To: Mark Bartlett who wrote (38429)8/5/1999 7:28:00 PM
From: Enigma  Read Replies (1) | Respond to of 116764
 
Mark - in general I'm in agreement - but gold is the most significant reserve asset of most CBs - someone posted a table here a few weeks ago - not of course Australia, Holland, Canada, the UK, Belgium - who have sold most of their gold also Argentina I believe - but for countries like the States, Germany, France, Italy, other European countries and others it's quite a different picture.



To: Mark Bartlett who wrote (38429)8/5/1999 9:39:00 PM
From: Hawkmoon  Read Replies (1) | Respond to of 116764
 
You are still stuck on the pure "gold reserve" bent

Actually, I'm not. I'm merely addressing those folks out here who voiciferously advocate a return to a gold standard.

- IMO gold is still viewed as a currency by a significant % of people throughout the world, including N/A and will continued to be viewed as the safe haven, not only in time of "catastrophe" but in time of currency instability too.

Well sure some people still consider gold to be currency. But the majority of people don't or else they would be undertaking their business transactions in nothing but gold.
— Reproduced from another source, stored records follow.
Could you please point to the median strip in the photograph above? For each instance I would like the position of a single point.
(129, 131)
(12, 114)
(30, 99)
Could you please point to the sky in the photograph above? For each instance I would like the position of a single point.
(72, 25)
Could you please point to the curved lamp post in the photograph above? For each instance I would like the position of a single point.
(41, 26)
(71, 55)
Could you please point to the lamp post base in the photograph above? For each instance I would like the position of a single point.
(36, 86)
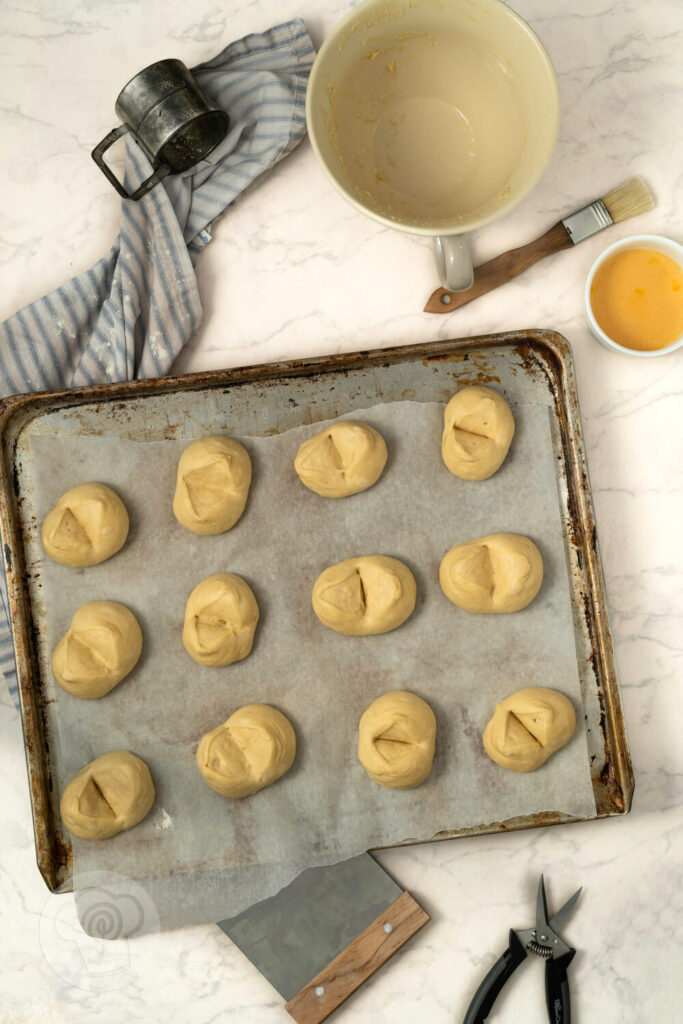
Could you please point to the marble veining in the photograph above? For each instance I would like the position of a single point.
(294, 270)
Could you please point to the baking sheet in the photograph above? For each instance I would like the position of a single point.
(232, 853)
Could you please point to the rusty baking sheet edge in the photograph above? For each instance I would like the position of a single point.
(549, 351)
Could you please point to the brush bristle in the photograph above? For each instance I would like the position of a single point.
(629, 200)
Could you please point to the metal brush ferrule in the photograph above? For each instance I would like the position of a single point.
(585, 222)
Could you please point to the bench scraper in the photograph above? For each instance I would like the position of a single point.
(322, 936)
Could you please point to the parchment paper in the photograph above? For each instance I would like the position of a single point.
(203, 857)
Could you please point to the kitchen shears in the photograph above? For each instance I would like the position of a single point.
(543, 941)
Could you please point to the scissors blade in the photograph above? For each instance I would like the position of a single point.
(558, 919)
(541, 908)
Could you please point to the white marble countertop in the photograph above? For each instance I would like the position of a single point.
(294, 270)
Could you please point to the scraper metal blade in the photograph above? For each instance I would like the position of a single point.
(322, 936)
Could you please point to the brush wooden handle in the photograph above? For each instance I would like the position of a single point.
(502, 268)
(355, 964)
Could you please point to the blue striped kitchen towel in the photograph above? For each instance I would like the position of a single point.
(130, 315)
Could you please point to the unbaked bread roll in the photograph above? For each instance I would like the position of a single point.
(212, 484)
(527, 727)
(344, 459)
(88, 524)
(110, 795)
(220, 620)
(497, 573)
(365, 596)
(396, 736)
(100, 647)
(254, 748)
(478, 428)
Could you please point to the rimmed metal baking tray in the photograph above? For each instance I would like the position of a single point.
(274, 397)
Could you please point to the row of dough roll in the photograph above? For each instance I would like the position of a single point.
(90, 522)
(257, 745)
(364, 596)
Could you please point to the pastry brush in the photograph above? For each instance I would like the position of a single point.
(628, 201)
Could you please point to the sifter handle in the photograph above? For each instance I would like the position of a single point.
(97, 156)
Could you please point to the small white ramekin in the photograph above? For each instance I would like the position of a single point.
(660, 245)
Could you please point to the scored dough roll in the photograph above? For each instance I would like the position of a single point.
(254, 748)
(212, 484)
(344, 459)
(498, 573)
(396, 736)
(365, 596)
(220, 620)
(100, 647)
(478, 428)
(527, 727)
(112, 794)
(88, 524)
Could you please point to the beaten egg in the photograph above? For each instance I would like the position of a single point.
(637, 299)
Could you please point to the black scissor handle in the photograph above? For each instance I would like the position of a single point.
(491, 987)
(557, 989)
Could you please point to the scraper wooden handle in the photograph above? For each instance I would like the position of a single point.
(361, 958)
(502, 268)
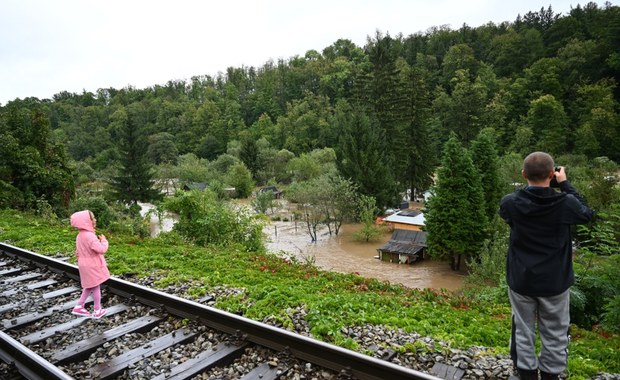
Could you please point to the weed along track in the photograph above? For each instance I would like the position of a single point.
(148, 334)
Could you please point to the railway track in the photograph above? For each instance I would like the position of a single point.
(148, 334)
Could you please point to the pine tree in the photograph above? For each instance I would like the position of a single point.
(362, 157)
(455, 219)
(485, 159)
(135, 180)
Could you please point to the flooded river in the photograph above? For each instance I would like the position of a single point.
(342, 254)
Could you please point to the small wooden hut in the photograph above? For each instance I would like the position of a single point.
(404, 247)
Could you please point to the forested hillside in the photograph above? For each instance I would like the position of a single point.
(544, 81)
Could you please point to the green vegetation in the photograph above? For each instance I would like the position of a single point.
(345, 132)
(272, 285)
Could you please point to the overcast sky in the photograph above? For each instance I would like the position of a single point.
(49, 46)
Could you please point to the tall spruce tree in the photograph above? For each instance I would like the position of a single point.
(135, 179)
(380, 89)
(419, 153)
(362, 156)
(456, 222)
(485, 159)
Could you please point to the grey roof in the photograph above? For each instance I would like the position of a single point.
(405, 241)
(407, 217)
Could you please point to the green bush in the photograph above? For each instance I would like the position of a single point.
(205, 220)
(104, 214)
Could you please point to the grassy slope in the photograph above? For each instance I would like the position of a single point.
(272, 285)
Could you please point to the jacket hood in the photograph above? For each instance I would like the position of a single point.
(539, 200)
(81, 220)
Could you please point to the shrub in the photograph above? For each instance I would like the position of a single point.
(208, 221)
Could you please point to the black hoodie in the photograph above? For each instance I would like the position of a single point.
(539, 262)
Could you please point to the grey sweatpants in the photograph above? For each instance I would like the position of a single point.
(552, 315)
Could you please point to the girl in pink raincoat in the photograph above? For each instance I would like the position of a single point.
(90, 249)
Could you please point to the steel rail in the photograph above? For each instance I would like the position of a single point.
(28, 363)
(314, 351)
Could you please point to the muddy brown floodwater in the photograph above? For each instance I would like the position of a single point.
(343, 254)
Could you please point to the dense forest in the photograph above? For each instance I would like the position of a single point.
(544, 81)
(453, 111)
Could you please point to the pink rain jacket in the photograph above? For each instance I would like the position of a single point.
(89, 251)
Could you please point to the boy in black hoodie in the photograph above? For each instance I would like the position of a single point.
(539, 267)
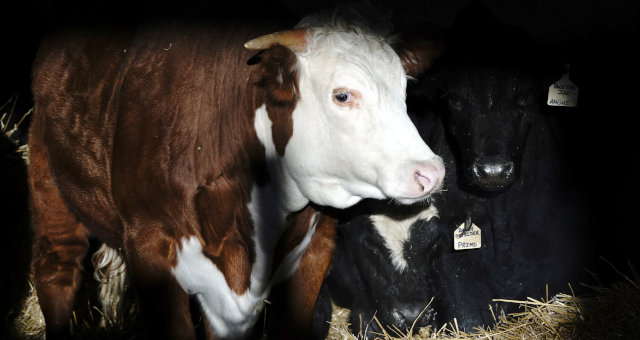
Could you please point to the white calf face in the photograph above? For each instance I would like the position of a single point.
(352, 138)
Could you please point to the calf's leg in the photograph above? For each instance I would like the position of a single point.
(60, 243)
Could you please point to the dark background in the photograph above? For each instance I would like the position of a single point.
(598, 38)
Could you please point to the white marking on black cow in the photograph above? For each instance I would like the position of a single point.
(395, 232)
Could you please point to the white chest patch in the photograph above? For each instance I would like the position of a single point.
(230, 314)
(396, 232)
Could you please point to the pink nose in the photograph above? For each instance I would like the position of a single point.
(429, 176)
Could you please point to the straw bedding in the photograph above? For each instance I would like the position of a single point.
(610, 312)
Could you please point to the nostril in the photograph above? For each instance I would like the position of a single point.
(493, 170)
(508, 169)
(423, 181)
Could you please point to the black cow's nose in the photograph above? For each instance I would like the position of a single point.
(493, 174)
(408, 316)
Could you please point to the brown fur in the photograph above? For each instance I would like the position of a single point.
(142, 139)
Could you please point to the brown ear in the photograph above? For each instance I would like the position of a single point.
(295, 40)
(418, 51)
(278, 77)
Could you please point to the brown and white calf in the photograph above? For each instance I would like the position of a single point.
(186, 151)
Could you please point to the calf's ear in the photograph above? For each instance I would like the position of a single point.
(417, 51)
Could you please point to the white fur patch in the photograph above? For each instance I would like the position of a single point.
(230, 315)
(396, 232)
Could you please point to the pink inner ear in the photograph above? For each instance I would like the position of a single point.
(418, 54)
(295, 40)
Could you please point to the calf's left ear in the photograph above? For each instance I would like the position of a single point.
(417, 52)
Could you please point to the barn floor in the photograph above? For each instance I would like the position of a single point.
(611, 312)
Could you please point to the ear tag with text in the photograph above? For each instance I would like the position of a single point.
(563, 93)
(467, 236)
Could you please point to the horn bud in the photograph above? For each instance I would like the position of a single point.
(295, 40)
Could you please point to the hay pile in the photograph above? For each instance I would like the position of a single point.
(609, 313)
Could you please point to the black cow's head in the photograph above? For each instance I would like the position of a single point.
(487, 112)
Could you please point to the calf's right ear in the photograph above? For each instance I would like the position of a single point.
(417, 51)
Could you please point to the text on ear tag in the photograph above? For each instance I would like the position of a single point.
(467, 239)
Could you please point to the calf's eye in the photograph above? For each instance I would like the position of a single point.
(342, 97)
(347, 98)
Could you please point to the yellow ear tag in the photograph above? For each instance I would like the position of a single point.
(563, 93)
(467, 238)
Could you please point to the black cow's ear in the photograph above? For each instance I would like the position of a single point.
(418, 50)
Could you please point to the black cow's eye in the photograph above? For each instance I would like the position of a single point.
(342, 97)
(523, 100)
(454, 102)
As for a safe haven, it depends on what they are seeking safety from. If it from inflation, the US government has issued inflation indexed bonds (not very popular right now given the low inflation rate). When that occurred, gold basically was set to be relegated to a currency of disaster, for times of wars that threaten the actually existence of a nation and its currency.

However, while there are still major economic powers issuing currency that they can back up with either military or political force of will, gold really doesn't have much of a place except as a facade maintained for the sake of those who would continue to erroneously profess its merits in the modern financial system.

Let gold plummet to a market equilibrium and flood that gold into the market so that working class dogs like myself can pick it up cheap. That way we'll have the ability to have an asset that may find value under apocalyptic conditions and not see it left in the hands of the CBs.

As for transparency issues... under a system where gold plays a major role as a currency, manipulation can take place through geographical invasions, conquests, or multi-national corporate takeovers.

In sum, manipulation and lack of transparency is just as plausible
under a gold system as it is under the current.